Bushell M, Wood W, Carpenter G, Pain V M, Morley S J, Clemens M J
Department of Biochemistry and Immunology, Cellular and Molecular Sciences Group, St. George's Hospital Medical School, Cranmer Terrace, London SW17 0RE, United Kingdom.
J Biol Chem. 2001 Jun 29;276(26):23922-8. doi: 10.1074/jbc.M100384200. Epub 2001 Mar 23.
Eukaryotic initiation factor (eIF) 4B interacts with several components of the initiation pathway and is targeted for cleavage during apoptosis. In a cell-free system, cleavage of eIF4B by caspase-3 coincides with a general inhibition of protein synthetic activity. Affinity chromatography demonstrates that mammalian eIF4B interacts with the poly(A)-binding protein and that a region consisting of the N-terminal 80 amino acids of eIF4B is both necessary and sufficient for such binding. This interaction is lost when eIF4B is cleaved by caspase-3, which removes the N-terminal 45 amino acids. Similarly, the association of eIF4B with the poly(A)-binding protein in vivo is reduced when cells are induced to undergo apoptosis. Cleavage of the poly(A)-binding protein itself, using human rhinovirus 3C protease, also eliminates the interaction with eIF4B. Thus, disruption of the association between mammalian eIF4B and the poly(A)-binding protein can occur during both apoptosis and picornaviral infection and is likely to contribute to the inhibition of translation observed under these conditions.
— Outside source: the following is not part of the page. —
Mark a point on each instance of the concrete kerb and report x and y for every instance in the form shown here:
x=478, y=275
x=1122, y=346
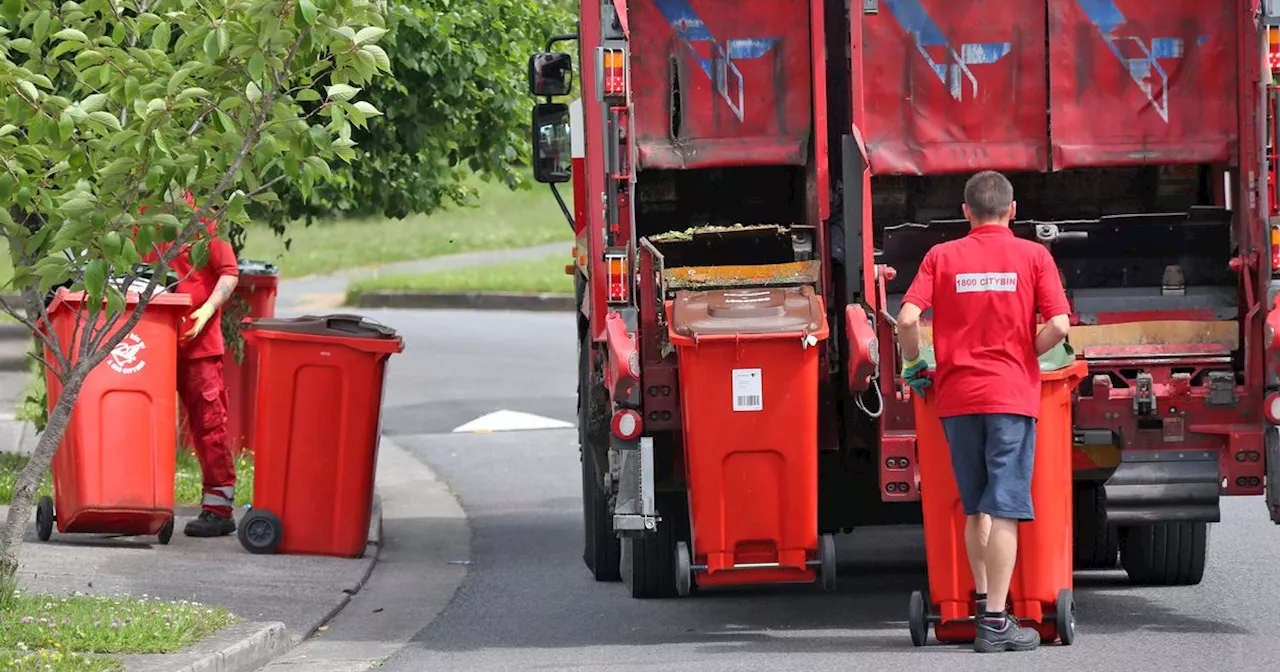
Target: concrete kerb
x=540, y=302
真核生物起始因子(eIF)4B与起始途径的多个组分相互作用,并且在细胞凋亡过程中会被切割。在无细胞体系中,半胱天冬酶-3对eIF4B的切割与蛋白质合成活性的普遍抑制同时发生。亲和层析表明,哺乳动物eIF4B与聚腺苷酸结合蛋白相互作用,并且eIF4B N端80个氨基酸组成的区域对于这种结合既是必需的也是足够的。当eIF4B被半胱天冬酶-3切割(去除N端45个氨基酸)时,这种相互作用就会丧失。同样,当细胞被诱导发生凋亡时,eIF4B与聚腺苷酸结合蛋白在体内的结合也会减少。使用人鼻病毒3C蛋白酶切割聚腺苷酸结合蛋白本身,也会消除其与eIF4B的相互作用。因此,哺乳动物eIF4B与聚腺苷酸结合蛋白之间的结合破坏可发生在细胞凋亡和小RNA病毒感染过程中,并且很可能导致在这些条件下观察到的翻译抑制。